No começo deste ano, o amigo Farah me lançou um desafio: reconstituir o rosto de uma personagem histórica. Havia duas condições iniciais: não conhecer sua identidade e me basear em três referências visuais e em uma descrição física bastante resumida. Começou a troca de emails e mesmo com a escassez de informação, Farah não economizou nas palavras em nossas conversas sobre as características da figura. Focamos no período histórico, descrições do corte de cabelo, peso, altura e numa pequena mancha que havia em seu pescoço. Mesmo com pouquíssimos registros, a qualidade da discussão em torno do projeto acabou enriquecendo muito o briefing.
Quando apresentei o primeiro esboço, ele me disse “gostaria que tivesse as feições um pouco mais rústicas”. Apesar dos traços angelicais, não sabia que estava desenhando uma santa. No segundo esboço, tirei qualquer sugestão de beleza. Era o rosto de uma camponesa medieval, que aparentava mais do que dezoito anos.

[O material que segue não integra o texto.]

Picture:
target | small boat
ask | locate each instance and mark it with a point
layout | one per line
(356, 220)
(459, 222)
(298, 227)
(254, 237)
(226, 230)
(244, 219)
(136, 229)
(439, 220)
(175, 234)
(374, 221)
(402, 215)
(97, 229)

A terceira versão era uma combinação da primeira com a segunda. Quando a recebeu, Farah me pareceu bem satisfeito e me revelou quem era a retratada: santa Joana d´Arc. E pediu que, antes de finalizá-la, eu fizesse uma prece escrita por ele mesmo. Um trecho “eu vos rogo: revele seu rosto em minha imaginação e abençoai minhas mãos para que eu desenhe seu retrato, de modo que, contemplando-o com os olhos, as pessoas a alcancem com o coração”. Apesar de não ser uma pessoa religiosa, aceitei mais aquele desafio. O quarto esboço encerrou essa etapa do trabalho.
A ilustração foi apresentada na Academia Brasileira de Hagiologia, em 29 de março. E, segundo o Farah, logo chegará na terra de santa Joana.
Por Fábio Tucci Farah
“Como era Carlos Magno? E santa Maria Madalena? Com o avanço das técnicas de reconstituição facial – que combinam perícia forense a programas de computador -, é possível saber, com certa precisão, como eram os rostos de personagens históricos. Basta dispor de seus crânios. Nessa seara, o trabalho dos brasileiros Cícero Moraes e José Luís Lira, fundador da Academia Brasileira de Hagiologia, tem ampla repercussão internacional.
Seria possível reconstruir a fisionomia de alguém sem ter acesso ao crânio? Foi o desafio que assumi, com o artista Marcelo Braga, na busca do verdadeiro rosto de santa Joana d´Arc. Em 1431, a heroína francesa foi condenada à morte na fogueira. Provavelmente, seu crânio explodiu por causa do vapor acumulado. De qualquer maneira, seus restos foram reunidos e lançados ao rio Sena – na tentativa de evitar que se tornassem relíquias ou fossem utilizados para feitiçaria.
Sem o crânio, nossa reconstituição facial se baseou em todas as descrições possíveis – e confiáveis – da aparência de Joana d´Arc e em algumas referências visuais. Entre elas, a única imagem contemporânea que chegou aos nossos dias – um esboço na margem de um documento – e, sobretudo, um monumento construído sobre a Pont des Tourelles, em Orléans, de três a sete décadas após o martírio. Embora o original não tenha sobrevivido, serviu de inspiração a descendentes da família d´Arc em homenagens à ilustre antepassada, na catedral de Saint-Étienne de Toul e em sua cidade natal, Domrémy.
Com o rosto esboçado, Braga fez uma oração, rogando à santa que o ajudasse na empreitada. Certa noite, teria recebido, em sonho, a visita de Joana. Na manhã seguinte, com sua lembrança quase tangível, finalizou o retrato artístico. O resultado foi apresentado, em primeira mão, durante minha posse na Academia Brasileira de Hagiologia, na semana passada . O evento foi encerrado com uma prece coletiva que compus à santa Joana, aprovada por Dom Odilo Pedro Scherer, arcebispo e cardeal de São Paulo.”